Russia-focused gold miner Petropavlovsk last night saw its proposed debt restructuring come under fire after one of its major stakeholders blasted the plan for allegedly favouring bondholders over shareholders.
The proposed plan is due to be voted on this month but requires the approval of both bondholders and 75 per cent of shareholders to go ahead.
Sapinda, an Amsterdam-registered private investment vehicle owned by German entrepreneur Lars Windhorst, said yesterday that itself and other investors had acquired a 10.7 per cent stake in the beleaguered miner and were looking to force the company’s board to renegotiate a deal that it feels is more equitable to shareholders.
The fund said it would vote against the current plan in the general meeting and that it was drawing up an alternative recapitalisation programme which was fairer to shareholders and would see the fund invest “a substantial amount of money” in the London-listed miner.
As part of the current restructuring plan, Petropavlovsk launched a strongly discounted and dilutive rights issue, at a ratio of 157-for-10, earlier this month to raise up to $235m (£153m), alongside issuing $100m of new five-year convertible debt. The firm’s founders, Peter Hambro and Pavel Maslovsky, also pledged to invest $30m.

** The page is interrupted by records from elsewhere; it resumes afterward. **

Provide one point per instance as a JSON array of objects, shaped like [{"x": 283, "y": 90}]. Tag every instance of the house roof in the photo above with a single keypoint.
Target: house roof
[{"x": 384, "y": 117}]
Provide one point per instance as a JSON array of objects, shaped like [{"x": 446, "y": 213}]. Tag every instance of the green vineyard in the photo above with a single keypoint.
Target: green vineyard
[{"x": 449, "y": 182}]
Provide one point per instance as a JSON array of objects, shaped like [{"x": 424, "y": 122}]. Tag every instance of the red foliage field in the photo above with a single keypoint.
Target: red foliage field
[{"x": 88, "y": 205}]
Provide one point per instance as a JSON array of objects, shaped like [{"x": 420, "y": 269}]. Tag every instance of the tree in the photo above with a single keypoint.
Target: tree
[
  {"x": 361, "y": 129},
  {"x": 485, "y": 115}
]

But Tim Whyte, Sapinda’s chief operating officer for natural resources, told City A.M.: “ The proposal is wholly unfair. It will result in bondholders and those inside management, which is Hambro and Maslovsky, owning 95 per cent of the company’s shares. And if you think about it, if 95 per cent of the company is ultimately looking to sell, why would anyone buy the company after the transaction? The ultimate conclusion is that Petropavlovsk will just limp ahead as a zombie company going forward.”